Petrilli Pedro Henrique, Rodrigues João Victor Soares, Santos Márcio José Possari, Paino-Sant'Ana Amanda, Wainwright Mark, Garcia Valdir Gouveia, de Molon Rafael Scaf, Casarin Renato Corrêa Viana, Theodoro Leticia Helena
Department of Diagnostic and Surgery, São Paulo State University (UNESP), School of Dentistry, Araçatuba, São Paulo, Brazil.
Department of Diagnostic and Surgery, São Paulo State University (UNESP), School of Dentistry, Araçatuba, São Paulo, Brazil; Center for Dental Assistance to Persons with Disabilities (CAOE), School of Dentistry, Araçatuba, São Paulo, Brazil.

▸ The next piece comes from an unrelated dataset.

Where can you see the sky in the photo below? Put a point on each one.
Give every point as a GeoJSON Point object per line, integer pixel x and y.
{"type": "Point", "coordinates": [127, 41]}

J Dent. 2025 Aug 25;162:106061. doi: 10.1016/j.jdent.2025.106061.
The aim of this study was to evaluate the use of a single session antimicrobial photodynamic therapy (aPDT) protocol in the re-instrumentation of residual periodontal pockets in individuals with Down Syndrome (DS).
30 individuals with DS and stages I-III grade B periodontitis were allocated into the following groups: SI (n = 17): subgingival instrumentation (SI) in a single session; SI+aPDT (n = 17): SI in single session in residual pockets with probing depth (PD) ≥4 mm and bleeding on probing (BoP), methylene blue irrigation (100 µg/ml) after 60 s, and diode laser irradiation at 100 mW for 50 s. Periodontal clinical parameters PD, BoP, clinical attachment level (CAL) and immunological analysis interleukin (IL)-17, IL-1B, IL-6, IL-8 were evaluated at baseline and on 60 and 90 days. The clinical procedures performed in this study correspond to step 3 periodontal therapy, targeting residual periodontal pockets. All data were submitted to statistical analysis (α=5 %).
A reduction in BoP was observed at 60 and 90 days in the SI+ aPDT group and in the SI group at 90 days. In the SI group, there was a significant reduction in the percentage of PD 4-5 mm at 90 days. Both groups showed a significant reduction in IL-17 levels on 60 and 90 days. The intergroup comparison has revealed no statistically significant differences.
The use of single session aPDT protocol by methylene blue as an adjuvant to non-surgical periodontal treatment in residual periodontal pockets does not promote additional clinical benefits in individuals with DS and periodontitis.
The use of aPDT protocol with methylene blue in the re-instrumentation of residual periodontal pockets does not provide significant clinical advantages in individuals with stage I-III periodontitis and DS. These findings suggest that single-session aPDT may not enhance clinical or immunological outcomes beyond those achieved by conventional subgingival instrumentation alone during the step 3 of periodontal therapy.
本研究旨在评估单次抗菌光动力疗法(aPDT)方案在唐氏综合征(DS)患者残余牙周袋再治疗中的应用。
30例患有I - III期B级牙周炎的DS患者被分为以下几组:SI组(n = 17):单次龈下刮治术(SI);SI + aPDT组(n = 17):对探诊深度(PD)≥4 mm且探诊出血(BoP)的残余牙周袋进行单次SI,60秒后用亚甲蓝冲洗(100 µg/ml),然后用100 mW二极管激光照射50秒。在基线以及第60天和第90天评估牙周临床参数PD、BoP、临床附着水平(CAL)以及免疫分析白细胞介素(IL)-17、IL-1B、IL-6、IL-8。本研究中进行的临床操作对应牙周治疗的第3步,针对残余牙周袋。所有数据均进行统计学分析(α = 5%)。
SI + aPDT组在第60天和第90天以及SI组在第90天观察到BoP减少。在SI组,第90天时4 - 5 mm的PD百分比显著降低。两组在第60天和第90天时IL-17水平均显著降低。组间比较未发现统计学上的显著差异。
在残余牙周袋的非手术牙周治疗中,使用单次aPDT方案并以亚甲蓝作为辅助,对患有DS和牙周炎的患者不会带来额外的临床益处。
在I - III期牙周炎和DS患者的残余牙周袋再治疗中,使用含亚甲蓝的aPDT方案未显示出显著的临床优势。这些发现表明,在牙周治疗的第3步中,单次aPDT可能不会比单纯传统龈下刮治术带来更好的临床或免疫效果。